Tianxia system on a snail’s horns
ABSTRACT This article aims to report the findings from some recent researches on the historical formation of the concept of tianxia and its original meanings. In the light of these findings, I would like to make some comments on the Chinese philosopher Zhao Tingyang’s works on tianxia system. I demonstrate that the concept of tianxia portrayed by Zhao is at odds with the historical concepts of tianxia in many ways, and that the challenge raised by the latter to Chinese nationalism today is unanswered. I also examine Zhao’s proposal of tianxia system and point out that this proposal as a universalist commitment to a philosophy of the world seems to have failed on both the motivational and theoretical levels. At the end I make an observation about a problem which might have a profound but inimical effect on the creativity of Chinese intellectual minds, namely the urge to make chinoiserie theories at the expense of theoretical coherence and logical consistency.

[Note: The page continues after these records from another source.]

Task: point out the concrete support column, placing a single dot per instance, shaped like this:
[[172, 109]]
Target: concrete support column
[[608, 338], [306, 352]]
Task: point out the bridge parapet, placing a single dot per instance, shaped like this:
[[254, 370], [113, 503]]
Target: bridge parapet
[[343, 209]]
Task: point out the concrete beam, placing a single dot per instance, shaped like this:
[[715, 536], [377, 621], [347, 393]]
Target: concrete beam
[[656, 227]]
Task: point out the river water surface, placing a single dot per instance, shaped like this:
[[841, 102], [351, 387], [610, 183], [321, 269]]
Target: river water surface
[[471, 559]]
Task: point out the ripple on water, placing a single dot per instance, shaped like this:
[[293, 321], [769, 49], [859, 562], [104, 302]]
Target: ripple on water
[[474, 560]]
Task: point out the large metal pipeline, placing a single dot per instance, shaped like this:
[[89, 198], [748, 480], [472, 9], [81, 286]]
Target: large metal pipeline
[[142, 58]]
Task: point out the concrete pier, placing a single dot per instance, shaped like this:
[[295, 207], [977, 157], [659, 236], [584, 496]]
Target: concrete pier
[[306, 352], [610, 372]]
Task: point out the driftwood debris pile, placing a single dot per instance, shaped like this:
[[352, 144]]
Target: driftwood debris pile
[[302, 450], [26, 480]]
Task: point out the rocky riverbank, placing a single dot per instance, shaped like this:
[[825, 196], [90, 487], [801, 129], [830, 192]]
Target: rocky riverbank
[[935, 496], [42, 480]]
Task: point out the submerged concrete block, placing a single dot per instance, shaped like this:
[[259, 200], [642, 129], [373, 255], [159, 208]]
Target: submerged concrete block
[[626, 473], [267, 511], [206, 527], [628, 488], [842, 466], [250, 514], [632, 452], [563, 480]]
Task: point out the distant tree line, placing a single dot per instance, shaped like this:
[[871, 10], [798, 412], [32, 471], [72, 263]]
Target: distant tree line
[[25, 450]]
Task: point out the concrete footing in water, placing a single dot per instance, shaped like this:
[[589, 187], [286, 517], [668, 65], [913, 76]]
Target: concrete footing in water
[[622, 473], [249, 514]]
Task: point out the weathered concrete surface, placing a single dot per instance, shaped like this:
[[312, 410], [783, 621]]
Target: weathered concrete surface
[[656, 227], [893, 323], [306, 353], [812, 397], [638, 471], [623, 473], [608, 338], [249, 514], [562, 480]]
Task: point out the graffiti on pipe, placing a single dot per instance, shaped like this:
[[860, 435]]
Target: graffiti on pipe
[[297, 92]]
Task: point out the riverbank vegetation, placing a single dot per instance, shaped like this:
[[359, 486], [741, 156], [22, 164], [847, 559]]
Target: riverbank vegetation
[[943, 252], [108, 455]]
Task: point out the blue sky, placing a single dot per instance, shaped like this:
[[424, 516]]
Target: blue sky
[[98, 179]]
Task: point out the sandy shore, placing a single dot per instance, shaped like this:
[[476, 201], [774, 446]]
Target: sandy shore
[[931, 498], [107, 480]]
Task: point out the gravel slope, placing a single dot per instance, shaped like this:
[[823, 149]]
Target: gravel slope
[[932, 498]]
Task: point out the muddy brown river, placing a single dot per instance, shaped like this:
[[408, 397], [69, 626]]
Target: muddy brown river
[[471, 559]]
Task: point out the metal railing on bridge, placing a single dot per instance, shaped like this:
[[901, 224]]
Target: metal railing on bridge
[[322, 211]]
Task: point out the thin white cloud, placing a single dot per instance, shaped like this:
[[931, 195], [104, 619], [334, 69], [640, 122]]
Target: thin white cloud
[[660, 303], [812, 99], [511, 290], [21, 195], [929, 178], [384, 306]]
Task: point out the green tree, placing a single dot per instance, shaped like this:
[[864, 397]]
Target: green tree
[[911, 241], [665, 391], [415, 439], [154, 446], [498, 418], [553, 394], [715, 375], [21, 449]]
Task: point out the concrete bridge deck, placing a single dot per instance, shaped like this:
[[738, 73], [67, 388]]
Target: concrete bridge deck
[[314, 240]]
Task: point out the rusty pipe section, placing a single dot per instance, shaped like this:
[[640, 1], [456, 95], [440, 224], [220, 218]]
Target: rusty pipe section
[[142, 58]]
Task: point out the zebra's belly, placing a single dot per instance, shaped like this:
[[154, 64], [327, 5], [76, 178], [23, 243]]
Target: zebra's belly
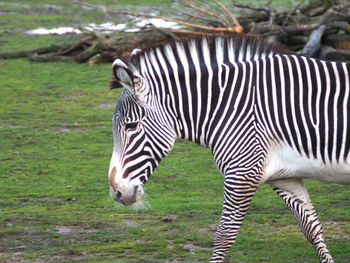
[[283, 162]]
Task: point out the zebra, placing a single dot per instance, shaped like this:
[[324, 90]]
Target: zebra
[[267, 115]]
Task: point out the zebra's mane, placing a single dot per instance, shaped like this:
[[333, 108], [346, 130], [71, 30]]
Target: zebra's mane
[[218, 49], [222, 48]]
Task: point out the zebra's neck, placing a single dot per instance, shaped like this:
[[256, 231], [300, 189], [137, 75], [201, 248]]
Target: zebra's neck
[[189, 78]]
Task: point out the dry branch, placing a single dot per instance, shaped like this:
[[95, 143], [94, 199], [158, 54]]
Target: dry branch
[[310, 28]]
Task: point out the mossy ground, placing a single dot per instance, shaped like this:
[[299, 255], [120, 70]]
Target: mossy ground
[[55, 141]]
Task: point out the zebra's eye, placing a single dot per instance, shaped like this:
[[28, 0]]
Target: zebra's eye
[[131, 126]]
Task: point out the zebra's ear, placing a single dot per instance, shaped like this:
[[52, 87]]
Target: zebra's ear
[[123, 76]]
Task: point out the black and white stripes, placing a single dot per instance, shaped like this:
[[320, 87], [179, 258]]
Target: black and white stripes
[[267, 116]]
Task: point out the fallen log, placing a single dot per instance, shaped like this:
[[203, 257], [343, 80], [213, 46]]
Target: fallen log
[[31, 52]]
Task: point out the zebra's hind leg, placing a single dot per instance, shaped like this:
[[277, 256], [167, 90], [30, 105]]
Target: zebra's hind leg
[[237, 197], [295, 195]]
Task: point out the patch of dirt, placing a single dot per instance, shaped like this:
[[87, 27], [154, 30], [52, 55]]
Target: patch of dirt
[[130, 223]]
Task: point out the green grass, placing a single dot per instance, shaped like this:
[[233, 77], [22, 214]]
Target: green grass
[[55, 142]]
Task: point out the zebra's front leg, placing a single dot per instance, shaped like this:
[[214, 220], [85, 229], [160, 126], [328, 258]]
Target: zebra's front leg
[[295, 195], [237, 197]]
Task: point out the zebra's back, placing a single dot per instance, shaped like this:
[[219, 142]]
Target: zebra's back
[[305, 108]]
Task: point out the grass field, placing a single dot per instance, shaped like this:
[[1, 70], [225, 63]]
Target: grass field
[[55, 142]]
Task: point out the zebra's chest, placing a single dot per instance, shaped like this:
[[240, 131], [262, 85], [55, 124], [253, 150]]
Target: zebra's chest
[[283, 162]]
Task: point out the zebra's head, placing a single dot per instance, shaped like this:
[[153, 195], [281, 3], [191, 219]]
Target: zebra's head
[[141, 138]]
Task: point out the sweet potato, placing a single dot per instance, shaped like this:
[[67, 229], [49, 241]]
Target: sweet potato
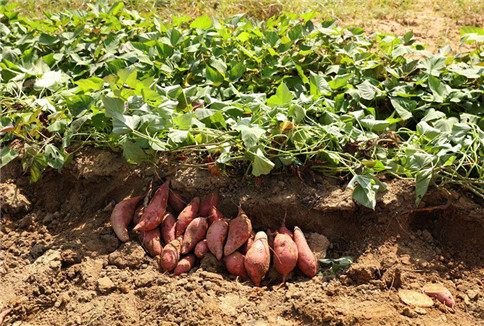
[[176, 201], [216, 235], [137, 214], [240, 229], [186, 216], [201, 248], [270, 237], [235, 264], [214, 215], [170, 255], [122, 215], [151, 241], [154, 212], [285, 254], [285, 230], [258, 259], [440, 293], [207, 203], [306, 261], [246, 246], [185, 264], [195, 232], [168, 228]]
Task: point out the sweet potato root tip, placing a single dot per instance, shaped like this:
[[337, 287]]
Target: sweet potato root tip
[[257, 260], [306, 260], [235, 264], [186, 216], [154, 212], [170, 255], [185, 264], [195, 232], [122, 216], [176, 201], [168, 228], [151, 241], [207, 203], [285, 254], [216, 236], [201, 248], [240, 229]]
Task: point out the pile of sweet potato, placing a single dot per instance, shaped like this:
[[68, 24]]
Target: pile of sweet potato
[[201, 228]]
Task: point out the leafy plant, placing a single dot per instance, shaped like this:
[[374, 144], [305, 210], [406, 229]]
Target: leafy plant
[[284, 92]]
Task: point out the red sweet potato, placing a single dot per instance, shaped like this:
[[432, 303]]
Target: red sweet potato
[[185, 264], [168, 228], [258, 259], [440, 293], [195, 232], [207, 203], [248, 244], [235, 264], [216, 235], [214, 215], [122, 215], [151, 241], [285, 230], [170, 255], [186, 216], [154, 212], [201, 248], [176, 201], [306, 261], [137, 214], [285, 254], [240, 229], [270, 237]]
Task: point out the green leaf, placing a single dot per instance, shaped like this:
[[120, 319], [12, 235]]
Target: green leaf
[[367, 91], [261, 164], [251, 135], [202, 22], [339, 81], [438, 89], [7, 155], [404, 107], [282, 97], [365, 188], [422, 181], [90, 84], [214, 76]]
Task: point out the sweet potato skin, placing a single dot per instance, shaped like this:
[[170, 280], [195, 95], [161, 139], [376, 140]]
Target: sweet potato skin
[[186, 216], [216, 236], [285, 254], [154, 212], [151, 241], [122, 215], [185, 264], [201, 248], [176, 201], [170, 255], [306, 260], [195, 232], [207, 203], [257, 260], [168, 228], [214, 215], [240, 229], [234, 263]]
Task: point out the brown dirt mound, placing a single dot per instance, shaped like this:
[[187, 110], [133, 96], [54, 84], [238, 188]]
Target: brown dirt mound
[[60, 262]]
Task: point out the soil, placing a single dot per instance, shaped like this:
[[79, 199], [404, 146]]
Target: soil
[[61, 264]]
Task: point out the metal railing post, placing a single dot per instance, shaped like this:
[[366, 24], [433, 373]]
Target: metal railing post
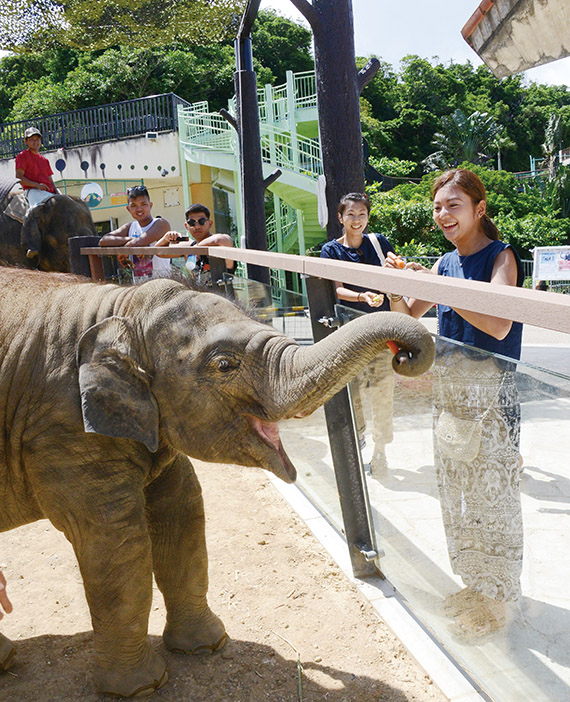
[[343, 443]]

KEYWORDS: tianxia, jiuzhou, zhongguo, chinoiserie, Zhao Tingyang
Chi-Shen Chang 張其賢 is a postdoctoral research fellow in Research Center for Humanities and Social Sciences (RCHSS), Academia Sinica, Taiwan. He got his doctorate degree from Department of Political Science, National Taiwan University. His PhD dissertation is about the historical formation of a strand of ethnic thought in pre-modern China which bore striking similarities to nationalism. Dr. Chang teaches at National Taiwan University and is now working on modern Chinese political thought.